Library of Congress (LOC) call numbers can look a little intimidating, but once you understand what all those letters and numbers mean, you should be able to find library items with ease.
- LOC call numbers are read one element (letter/letter combination or number) at a time, beginning to end (or top to bottom if printed vertically). When you're looking for an item, start with the initial letter (or pair of letters) and find each element in the order in which they appear.
- FIRST LETTERS: The first letter or set of letters tells you in what section of the library your item is found, and is arranged alphabetically. This means M comes first, then ML, then MT.
- FIRST NUMBERS: The number that follows is read as a whole number, so ML1 comes first, then ML 410, then ML2075.
- LETTERS AFTER THE DECIMAL: Like the first letter, these letters are also arranged alphabetically. ML410.C, therefore, comes before ML410.M.
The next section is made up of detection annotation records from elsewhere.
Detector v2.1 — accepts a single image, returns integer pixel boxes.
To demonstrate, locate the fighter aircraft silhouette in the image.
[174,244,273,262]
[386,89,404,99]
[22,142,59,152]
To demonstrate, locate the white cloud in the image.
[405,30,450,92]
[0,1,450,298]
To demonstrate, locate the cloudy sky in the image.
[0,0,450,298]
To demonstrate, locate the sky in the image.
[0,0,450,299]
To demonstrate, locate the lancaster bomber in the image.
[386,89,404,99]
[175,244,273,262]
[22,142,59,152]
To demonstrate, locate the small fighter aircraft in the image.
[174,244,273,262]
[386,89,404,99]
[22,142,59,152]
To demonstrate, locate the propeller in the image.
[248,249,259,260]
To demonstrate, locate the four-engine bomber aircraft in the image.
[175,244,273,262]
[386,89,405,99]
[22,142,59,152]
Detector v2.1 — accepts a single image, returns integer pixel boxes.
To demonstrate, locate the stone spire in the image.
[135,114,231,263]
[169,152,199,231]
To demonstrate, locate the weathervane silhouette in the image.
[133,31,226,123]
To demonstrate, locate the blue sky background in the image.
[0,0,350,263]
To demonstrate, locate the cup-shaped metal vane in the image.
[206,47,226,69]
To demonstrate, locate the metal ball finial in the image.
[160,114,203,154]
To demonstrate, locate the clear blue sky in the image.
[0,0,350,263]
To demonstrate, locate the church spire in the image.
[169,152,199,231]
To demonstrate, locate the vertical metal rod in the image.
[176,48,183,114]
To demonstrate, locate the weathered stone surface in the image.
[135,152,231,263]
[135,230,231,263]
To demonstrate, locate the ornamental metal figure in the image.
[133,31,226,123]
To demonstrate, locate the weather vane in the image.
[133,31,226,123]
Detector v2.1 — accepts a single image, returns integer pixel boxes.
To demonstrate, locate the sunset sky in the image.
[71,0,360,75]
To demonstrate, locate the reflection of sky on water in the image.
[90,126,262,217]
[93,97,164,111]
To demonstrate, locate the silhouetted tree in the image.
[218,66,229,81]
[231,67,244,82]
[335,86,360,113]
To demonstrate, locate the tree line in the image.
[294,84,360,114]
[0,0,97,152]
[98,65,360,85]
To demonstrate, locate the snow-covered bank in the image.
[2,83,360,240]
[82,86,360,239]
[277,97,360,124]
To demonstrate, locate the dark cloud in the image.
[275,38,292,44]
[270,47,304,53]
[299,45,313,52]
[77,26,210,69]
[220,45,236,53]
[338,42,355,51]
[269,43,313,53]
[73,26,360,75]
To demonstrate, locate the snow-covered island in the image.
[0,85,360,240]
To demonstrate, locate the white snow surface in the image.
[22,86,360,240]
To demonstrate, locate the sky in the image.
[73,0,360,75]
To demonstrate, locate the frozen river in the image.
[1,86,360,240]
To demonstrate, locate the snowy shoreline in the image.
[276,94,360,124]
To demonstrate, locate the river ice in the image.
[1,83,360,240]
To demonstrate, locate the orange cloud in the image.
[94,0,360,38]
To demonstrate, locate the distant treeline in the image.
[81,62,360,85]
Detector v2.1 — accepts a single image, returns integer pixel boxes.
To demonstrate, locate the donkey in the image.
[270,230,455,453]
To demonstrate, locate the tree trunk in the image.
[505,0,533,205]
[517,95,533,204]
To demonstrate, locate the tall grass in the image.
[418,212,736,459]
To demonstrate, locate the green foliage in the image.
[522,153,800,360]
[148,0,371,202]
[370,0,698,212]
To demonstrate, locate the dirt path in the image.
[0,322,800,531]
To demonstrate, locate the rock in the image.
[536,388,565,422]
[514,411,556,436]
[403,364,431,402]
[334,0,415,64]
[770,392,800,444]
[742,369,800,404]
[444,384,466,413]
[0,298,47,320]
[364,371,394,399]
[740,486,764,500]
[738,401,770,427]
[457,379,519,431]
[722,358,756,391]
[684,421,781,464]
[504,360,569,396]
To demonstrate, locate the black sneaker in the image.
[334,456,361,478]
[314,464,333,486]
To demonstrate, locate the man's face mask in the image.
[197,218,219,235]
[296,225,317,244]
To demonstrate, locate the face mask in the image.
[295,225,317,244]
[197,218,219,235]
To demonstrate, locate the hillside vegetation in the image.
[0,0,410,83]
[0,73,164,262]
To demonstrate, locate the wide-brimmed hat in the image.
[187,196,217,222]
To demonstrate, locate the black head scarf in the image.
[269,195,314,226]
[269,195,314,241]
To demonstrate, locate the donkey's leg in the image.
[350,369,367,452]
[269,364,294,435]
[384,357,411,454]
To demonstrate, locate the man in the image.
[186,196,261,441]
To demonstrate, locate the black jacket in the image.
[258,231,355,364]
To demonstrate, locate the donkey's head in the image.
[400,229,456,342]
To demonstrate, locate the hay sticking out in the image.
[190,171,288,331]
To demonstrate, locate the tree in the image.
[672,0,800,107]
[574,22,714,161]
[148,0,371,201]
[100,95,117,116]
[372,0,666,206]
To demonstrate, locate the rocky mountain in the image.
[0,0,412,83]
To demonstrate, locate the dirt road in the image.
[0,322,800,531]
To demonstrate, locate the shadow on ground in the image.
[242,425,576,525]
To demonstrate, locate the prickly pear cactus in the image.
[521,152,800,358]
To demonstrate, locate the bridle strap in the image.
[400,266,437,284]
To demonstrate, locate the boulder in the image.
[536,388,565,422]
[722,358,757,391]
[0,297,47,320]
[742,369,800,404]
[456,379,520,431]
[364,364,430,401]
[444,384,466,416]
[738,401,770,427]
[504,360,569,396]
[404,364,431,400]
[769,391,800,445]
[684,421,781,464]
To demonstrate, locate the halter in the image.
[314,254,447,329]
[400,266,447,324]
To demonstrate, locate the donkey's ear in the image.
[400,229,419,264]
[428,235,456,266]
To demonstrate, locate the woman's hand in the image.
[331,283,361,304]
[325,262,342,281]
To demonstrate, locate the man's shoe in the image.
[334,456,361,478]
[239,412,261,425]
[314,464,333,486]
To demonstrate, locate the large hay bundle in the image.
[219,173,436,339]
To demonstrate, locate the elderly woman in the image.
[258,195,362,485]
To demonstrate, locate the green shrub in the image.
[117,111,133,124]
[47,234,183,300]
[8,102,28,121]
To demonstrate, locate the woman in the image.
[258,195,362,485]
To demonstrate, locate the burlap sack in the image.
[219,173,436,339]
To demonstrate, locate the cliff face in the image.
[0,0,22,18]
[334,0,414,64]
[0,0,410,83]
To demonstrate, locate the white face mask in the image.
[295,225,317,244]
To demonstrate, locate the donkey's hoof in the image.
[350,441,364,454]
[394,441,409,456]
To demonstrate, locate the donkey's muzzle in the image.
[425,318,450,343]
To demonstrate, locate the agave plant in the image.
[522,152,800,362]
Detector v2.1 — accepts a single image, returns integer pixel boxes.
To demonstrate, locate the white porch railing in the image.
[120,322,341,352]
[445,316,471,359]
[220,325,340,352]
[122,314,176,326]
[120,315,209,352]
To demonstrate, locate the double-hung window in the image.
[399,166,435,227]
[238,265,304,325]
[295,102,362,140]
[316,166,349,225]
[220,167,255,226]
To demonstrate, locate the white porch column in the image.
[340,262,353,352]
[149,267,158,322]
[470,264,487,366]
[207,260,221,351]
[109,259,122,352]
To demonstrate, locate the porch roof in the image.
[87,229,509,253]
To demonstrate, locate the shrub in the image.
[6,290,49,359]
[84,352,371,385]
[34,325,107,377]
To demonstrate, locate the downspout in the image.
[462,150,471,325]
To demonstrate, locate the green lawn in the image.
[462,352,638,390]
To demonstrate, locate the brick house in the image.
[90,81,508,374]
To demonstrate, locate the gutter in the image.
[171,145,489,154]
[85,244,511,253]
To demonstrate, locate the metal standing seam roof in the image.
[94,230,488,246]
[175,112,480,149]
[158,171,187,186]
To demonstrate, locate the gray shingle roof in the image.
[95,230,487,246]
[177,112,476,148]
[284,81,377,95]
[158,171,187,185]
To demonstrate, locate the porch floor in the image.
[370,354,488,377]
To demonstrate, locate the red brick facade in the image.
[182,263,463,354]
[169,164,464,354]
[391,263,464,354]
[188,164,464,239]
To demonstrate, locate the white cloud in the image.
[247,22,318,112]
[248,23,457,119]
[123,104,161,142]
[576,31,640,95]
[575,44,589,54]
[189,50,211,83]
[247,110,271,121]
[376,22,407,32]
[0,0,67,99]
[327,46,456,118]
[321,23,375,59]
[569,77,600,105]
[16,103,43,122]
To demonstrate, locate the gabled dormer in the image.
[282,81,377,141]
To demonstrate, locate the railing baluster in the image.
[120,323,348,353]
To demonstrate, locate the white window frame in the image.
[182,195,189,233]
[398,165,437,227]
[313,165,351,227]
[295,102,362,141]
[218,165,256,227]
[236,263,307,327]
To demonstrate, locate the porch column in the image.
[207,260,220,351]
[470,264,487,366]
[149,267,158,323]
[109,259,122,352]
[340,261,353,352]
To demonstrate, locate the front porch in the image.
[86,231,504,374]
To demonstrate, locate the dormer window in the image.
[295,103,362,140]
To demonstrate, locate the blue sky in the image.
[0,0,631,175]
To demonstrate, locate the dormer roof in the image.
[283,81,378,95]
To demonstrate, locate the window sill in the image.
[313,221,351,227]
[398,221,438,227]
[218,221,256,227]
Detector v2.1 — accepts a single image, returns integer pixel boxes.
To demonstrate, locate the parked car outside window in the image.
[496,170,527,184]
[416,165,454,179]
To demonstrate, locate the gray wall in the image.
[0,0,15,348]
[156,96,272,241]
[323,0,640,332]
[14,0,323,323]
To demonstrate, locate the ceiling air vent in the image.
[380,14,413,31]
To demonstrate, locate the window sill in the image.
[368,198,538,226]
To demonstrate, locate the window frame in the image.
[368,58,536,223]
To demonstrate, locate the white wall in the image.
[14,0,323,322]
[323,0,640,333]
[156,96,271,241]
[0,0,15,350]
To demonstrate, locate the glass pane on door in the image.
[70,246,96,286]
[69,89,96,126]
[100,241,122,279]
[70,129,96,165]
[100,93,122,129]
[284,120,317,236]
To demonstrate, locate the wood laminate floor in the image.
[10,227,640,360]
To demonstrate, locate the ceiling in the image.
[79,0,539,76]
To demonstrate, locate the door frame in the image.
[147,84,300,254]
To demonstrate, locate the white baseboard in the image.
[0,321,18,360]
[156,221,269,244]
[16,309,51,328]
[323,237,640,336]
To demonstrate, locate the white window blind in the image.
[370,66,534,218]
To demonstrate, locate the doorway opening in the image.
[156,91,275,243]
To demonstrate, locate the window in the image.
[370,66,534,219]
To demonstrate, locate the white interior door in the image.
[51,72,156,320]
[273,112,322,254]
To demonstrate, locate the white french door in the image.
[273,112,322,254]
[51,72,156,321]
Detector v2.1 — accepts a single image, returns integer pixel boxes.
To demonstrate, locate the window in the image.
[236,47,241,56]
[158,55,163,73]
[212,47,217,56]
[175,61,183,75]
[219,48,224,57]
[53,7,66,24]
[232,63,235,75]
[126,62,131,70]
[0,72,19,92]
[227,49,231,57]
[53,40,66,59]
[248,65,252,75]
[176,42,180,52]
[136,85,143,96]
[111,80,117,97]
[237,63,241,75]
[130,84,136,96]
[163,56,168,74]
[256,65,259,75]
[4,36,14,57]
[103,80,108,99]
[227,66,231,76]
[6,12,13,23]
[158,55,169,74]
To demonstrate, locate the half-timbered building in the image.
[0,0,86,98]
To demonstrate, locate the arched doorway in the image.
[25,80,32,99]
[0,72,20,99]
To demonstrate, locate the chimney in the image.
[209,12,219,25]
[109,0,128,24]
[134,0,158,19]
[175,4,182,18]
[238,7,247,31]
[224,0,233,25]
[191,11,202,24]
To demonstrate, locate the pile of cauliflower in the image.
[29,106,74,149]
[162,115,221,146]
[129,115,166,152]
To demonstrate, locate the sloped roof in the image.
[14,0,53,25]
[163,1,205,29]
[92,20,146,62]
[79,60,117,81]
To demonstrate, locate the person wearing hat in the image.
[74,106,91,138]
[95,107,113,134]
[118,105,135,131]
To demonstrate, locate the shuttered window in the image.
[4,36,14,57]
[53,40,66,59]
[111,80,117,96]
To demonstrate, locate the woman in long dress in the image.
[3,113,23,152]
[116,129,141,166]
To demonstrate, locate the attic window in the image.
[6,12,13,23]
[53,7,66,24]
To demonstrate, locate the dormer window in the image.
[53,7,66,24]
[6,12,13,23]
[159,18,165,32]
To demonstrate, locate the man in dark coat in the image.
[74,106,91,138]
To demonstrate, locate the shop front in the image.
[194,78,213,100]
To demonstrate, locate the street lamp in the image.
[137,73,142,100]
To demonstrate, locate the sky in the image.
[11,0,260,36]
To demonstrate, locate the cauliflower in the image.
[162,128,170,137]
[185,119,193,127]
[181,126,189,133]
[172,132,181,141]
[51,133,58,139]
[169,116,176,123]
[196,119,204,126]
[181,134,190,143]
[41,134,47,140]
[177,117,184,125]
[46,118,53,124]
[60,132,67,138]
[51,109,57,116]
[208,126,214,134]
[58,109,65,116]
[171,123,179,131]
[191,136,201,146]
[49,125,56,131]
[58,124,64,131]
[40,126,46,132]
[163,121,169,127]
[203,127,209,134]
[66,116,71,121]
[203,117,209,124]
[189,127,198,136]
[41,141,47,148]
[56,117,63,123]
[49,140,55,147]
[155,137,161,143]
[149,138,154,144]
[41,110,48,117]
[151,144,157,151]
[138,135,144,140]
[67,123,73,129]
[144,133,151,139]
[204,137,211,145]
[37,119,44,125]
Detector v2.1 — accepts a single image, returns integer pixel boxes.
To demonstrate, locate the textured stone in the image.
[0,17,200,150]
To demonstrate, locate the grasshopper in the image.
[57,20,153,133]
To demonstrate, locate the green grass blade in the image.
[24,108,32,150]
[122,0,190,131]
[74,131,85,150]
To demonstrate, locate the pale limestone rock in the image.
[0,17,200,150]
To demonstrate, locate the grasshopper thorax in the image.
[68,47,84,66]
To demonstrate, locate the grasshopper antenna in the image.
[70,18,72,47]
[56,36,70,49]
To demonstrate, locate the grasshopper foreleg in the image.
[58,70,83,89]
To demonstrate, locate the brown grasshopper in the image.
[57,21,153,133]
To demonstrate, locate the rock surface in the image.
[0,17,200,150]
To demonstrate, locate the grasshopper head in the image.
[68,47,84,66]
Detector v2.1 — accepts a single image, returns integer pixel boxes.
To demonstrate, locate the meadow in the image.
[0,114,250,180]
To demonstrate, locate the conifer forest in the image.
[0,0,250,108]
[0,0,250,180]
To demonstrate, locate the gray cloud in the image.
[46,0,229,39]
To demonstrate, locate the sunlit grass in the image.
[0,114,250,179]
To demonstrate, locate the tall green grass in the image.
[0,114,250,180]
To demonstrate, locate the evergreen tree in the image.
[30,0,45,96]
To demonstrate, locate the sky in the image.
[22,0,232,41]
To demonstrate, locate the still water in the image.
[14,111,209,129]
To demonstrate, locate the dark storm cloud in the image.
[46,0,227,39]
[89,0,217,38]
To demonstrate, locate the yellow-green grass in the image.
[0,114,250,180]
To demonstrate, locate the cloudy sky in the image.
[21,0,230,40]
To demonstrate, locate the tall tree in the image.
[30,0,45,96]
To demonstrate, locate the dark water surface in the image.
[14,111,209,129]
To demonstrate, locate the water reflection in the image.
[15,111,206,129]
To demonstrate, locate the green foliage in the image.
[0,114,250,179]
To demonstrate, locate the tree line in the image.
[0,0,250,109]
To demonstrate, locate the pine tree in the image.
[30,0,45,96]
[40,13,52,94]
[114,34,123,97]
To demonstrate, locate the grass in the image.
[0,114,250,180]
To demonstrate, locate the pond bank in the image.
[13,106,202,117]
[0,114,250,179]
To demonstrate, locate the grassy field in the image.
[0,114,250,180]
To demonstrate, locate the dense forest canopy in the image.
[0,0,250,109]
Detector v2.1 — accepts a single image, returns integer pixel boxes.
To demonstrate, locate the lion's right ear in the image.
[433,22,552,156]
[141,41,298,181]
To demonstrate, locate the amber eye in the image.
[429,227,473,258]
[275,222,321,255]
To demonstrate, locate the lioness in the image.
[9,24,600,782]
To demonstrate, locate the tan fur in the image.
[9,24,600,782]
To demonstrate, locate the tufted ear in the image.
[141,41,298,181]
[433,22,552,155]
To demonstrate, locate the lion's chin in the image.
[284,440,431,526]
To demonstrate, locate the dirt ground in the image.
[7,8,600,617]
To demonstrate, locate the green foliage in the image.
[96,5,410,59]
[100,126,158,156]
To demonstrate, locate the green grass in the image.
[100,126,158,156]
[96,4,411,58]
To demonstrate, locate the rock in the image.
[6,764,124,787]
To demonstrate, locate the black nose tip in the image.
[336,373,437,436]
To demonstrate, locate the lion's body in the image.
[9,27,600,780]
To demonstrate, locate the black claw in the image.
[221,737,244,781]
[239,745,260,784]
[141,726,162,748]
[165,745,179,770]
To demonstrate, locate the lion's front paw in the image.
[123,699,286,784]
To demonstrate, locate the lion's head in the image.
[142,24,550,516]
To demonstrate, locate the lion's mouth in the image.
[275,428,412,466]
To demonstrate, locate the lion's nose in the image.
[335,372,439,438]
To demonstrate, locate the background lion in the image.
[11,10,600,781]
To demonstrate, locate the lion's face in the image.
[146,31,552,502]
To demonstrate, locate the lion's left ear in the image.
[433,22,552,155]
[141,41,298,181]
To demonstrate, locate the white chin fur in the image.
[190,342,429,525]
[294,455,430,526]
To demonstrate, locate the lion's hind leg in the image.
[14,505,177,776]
- NUMBERS AFTER THE DECIMAL: As these numbers follow a decimal, they should be read as a decimal. This means .123 comes before .45, which comes before .6.
- Another letter/number combination can follow, which should be read the same way as the preceding one (remember: it's still after a decimal point!).
- YEAR (optional): The entire number can be followed by a four-digit number, which is a year, and which is read like a whole number.
Practice on this example call number:
Tips for searching using call numbers:
- Learn the call number for the subject you are interested in researching, or the genre of music you commonly look for. If you are studying Mahler, know that his biographies can be found under ML410 .M23. If you're interested in film music, be familiar with ML2075. If you need opera vocal scores, memorize M1503. This way you can browse those sections of the stacks without having to look up specific call numbers. Be aware, though, that books in these areas might also be located in other sections of the library, so don't rely solely on this method!
- HOWEVER, not all of our collection is browsable! What about books in the BookBot, ebooks, or books that are checked out? Use the library's advanced search function to browse call number ranges.
1. From the library homepage, click on the blue box with the magnifying glass next to the search box.
2. Select "advanced search"
3. Scroll to the bottom of the page and enter a call number range in the "Library of Congress Classification Range" fields. Make sure you choose an end number that will encompass any possible item within that range.